Of course, no one who said they were repulsed ever really was, and picking at the shunned food would begin moments later. That's why Paula and Nadine came up with a way to make sure they truly were repulsed - they'd destroy whatever remained of the meal by pouring soda all over it. Suddenly, french fries or a sandwich or even a salad was swimming in - what else - Tab, the era's diet drink of choice.

The only time we ever reveled in our food without complaining (or sabotaging it) was when we stopped for 1:30 a.m. pizza on the way to catch the last bus back up to campus. It was (and still is) the best pizza I've ever eaten. Twenty-four years later, I can still taste it - and I still crave it. I'm not kidding. It was that good.

Before going to college, my self-esteem had already screwed with my body image (or the other way around, maybe) to the point where I felt bulky and ungraceful. But it wasn't until my freshman year that I really understood the concept of "dieting." It was all about counting calories back then, and Paula in particular was a pro. I watched and I learned. I came to understand once and for all that being a woman would mean a lifetime of watching your weight (at best) and hardcore dieting (at worst).

I have a soft spot in my heart for my college friends, and I still keep in touch with Katherine. I have a warehouse full of memories about our four years together (we rented the most disgusting house you can imagine our senior year), but images of eating and drinking pop up again and again (and again).

In fact, just thinking about it makes me want to go have a glass of wine and eat something, but the idea of eating this late, well, you know... uccchhhh. I'm just a little bit repulsed.

But not really.
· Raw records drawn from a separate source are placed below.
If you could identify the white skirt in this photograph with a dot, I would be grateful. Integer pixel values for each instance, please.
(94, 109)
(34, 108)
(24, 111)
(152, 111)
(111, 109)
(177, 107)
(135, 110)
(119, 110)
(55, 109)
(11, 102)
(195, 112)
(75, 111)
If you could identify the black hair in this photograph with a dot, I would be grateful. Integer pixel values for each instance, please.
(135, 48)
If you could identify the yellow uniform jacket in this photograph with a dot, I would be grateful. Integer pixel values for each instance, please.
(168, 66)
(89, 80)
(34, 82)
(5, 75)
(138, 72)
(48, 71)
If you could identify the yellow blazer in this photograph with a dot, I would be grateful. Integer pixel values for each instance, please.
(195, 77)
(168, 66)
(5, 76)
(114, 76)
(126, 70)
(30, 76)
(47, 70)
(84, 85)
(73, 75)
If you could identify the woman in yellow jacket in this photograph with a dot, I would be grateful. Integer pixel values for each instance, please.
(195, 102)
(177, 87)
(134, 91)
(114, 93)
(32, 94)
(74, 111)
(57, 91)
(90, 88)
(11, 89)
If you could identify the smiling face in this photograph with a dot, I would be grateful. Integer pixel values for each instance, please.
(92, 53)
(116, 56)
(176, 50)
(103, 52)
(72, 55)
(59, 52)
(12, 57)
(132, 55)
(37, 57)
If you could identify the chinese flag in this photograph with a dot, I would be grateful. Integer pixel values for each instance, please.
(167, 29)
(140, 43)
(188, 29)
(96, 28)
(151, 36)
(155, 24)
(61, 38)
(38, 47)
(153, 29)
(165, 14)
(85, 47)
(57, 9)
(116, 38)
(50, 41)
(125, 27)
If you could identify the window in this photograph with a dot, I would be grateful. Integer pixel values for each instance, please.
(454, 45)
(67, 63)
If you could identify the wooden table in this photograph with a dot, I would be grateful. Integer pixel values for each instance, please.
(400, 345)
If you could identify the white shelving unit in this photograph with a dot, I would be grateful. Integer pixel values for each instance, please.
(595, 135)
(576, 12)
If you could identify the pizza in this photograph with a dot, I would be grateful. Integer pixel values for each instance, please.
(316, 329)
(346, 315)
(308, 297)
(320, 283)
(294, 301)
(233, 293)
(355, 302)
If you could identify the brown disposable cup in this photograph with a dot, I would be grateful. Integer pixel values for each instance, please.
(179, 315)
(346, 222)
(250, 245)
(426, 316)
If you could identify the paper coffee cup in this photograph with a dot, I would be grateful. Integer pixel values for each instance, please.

Pass the soda.

1 comment:

michael.offworld said...

I'm interested in the why of the over-drinking and over-eating.

Part of my why is stress: work-stress, life-stress, any kind of stress. I don't understand the deeper sources of that anxiety though.

What is your why? Why the need to consume more than you need?

I'm not asking this for the purpose of blaming. I truly want to understand because I think many of us have the same why, buried under the houses of our lives.